Another benefit to the centralized club concept is the ability to obtain and evaluate empirical data, something that is difficult to achieve with the current industry setup.

"We will have the ability to look at production data, horticultural practices, sales information, and such, to help determine things like the best size to pack and best growing practices," he said. "We will have 100 percent of the acreage in Washington, with packout and production data to share. It won’t be us against Allan Brothers. Instead, there is a shared interest for everyone to receive the highest price and grow quality."


Where club programs take the industry in the future is still open for debate.

New varieties may do well on a regional basis, but to be in demand on a national reach, it will take an extraordinary variety.

"I don’t think anybody assumes that there is unlimited potential for as many varieties as you can come up with," Brammer said.
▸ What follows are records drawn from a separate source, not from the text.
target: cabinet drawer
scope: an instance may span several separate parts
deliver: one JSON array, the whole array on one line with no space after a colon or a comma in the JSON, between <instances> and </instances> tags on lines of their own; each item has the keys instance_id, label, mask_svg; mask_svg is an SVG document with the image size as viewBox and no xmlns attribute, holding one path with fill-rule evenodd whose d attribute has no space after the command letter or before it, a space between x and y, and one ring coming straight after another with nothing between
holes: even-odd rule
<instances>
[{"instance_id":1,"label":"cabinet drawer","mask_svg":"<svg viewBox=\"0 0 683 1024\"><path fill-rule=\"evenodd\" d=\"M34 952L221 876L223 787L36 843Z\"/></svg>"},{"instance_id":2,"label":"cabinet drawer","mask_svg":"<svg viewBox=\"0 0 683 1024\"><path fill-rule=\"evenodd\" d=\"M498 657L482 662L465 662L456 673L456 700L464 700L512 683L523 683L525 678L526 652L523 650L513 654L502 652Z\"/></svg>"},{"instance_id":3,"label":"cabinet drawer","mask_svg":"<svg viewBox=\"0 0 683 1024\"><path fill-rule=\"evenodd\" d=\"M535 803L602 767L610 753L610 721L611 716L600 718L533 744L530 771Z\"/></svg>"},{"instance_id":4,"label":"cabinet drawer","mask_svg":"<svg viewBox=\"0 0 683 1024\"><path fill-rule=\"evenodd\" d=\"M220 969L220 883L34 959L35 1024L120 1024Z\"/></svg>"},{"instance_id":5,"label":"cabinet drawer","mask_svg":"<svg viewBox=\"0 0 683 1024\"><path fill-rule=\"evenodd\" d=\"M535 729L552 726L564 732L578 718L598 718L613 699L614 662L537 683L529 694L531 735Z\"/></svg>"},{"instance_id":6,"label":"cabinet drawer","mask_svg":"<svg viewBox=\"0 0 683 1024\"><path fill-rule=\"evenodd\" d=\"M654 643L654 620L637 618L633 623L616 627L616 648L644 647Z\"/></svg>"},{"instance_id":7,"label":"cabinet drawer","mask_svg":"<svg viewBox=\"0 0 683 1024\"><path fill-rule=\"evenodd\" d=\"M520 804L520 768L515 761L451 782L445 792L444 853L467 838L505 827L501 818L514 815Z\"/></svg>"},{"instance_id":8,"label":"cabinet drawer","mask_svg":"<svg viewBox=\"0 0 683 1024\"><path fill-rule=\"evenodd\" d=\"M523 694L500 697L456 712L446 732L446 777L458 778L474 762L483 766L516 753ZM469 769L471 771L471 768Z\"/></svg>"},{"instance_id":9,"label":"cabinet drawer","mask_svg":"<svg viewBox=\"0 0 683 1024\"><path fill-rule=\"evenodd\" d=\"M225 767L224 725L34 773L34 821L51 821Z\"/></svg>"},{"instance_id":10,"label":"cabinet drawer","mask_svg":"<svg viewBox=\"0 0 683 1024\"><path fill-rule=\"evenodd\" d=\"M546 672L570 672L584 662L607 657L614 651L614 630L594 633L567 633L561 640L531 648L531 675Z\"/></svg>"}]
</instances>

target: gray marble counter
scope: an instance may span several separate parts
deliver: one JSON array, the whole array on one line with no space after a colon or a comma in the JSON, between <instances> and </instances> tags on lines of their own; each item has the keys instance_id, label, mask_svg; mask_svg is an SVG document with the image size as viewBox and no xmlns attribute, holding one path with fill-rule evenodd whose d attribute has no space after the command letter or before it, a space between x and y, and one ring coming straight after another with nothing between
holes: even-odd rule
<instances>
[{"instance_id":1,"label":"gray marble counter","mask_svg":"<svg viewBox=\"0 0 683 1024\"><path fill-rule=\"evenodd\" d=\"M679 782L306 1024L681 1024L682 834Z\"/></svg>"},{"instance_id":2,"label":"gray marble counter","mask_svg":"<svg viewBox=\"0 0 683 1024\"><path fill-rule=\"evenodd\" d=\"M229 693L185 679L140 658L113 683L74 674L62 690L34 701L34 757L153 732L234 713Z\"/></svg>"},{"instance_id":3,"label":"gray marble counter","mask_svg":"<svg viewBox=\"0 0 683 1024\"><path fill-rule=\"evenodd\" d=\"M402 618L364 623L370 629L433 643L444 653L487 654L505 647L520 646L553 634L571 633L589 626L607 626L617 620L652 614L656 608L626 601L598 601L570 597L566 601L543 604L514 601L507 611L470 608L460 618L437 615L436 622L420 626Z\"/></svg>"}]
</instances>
Honeycrisp would have been a good club variety, he mused. "It will be interesting to watch how that variety goes in the future, because it is so difficult to grow with its alternate bearing and other issues. If prices come down, it may not be sustainable."

But he sees Honeycrisp playing a valuable role in shifting the mindset of buyers, getting them used to buying new varieties for $50 a box.

"Maybe then we can get them to buy standard apple varieties for prices in the $25 range."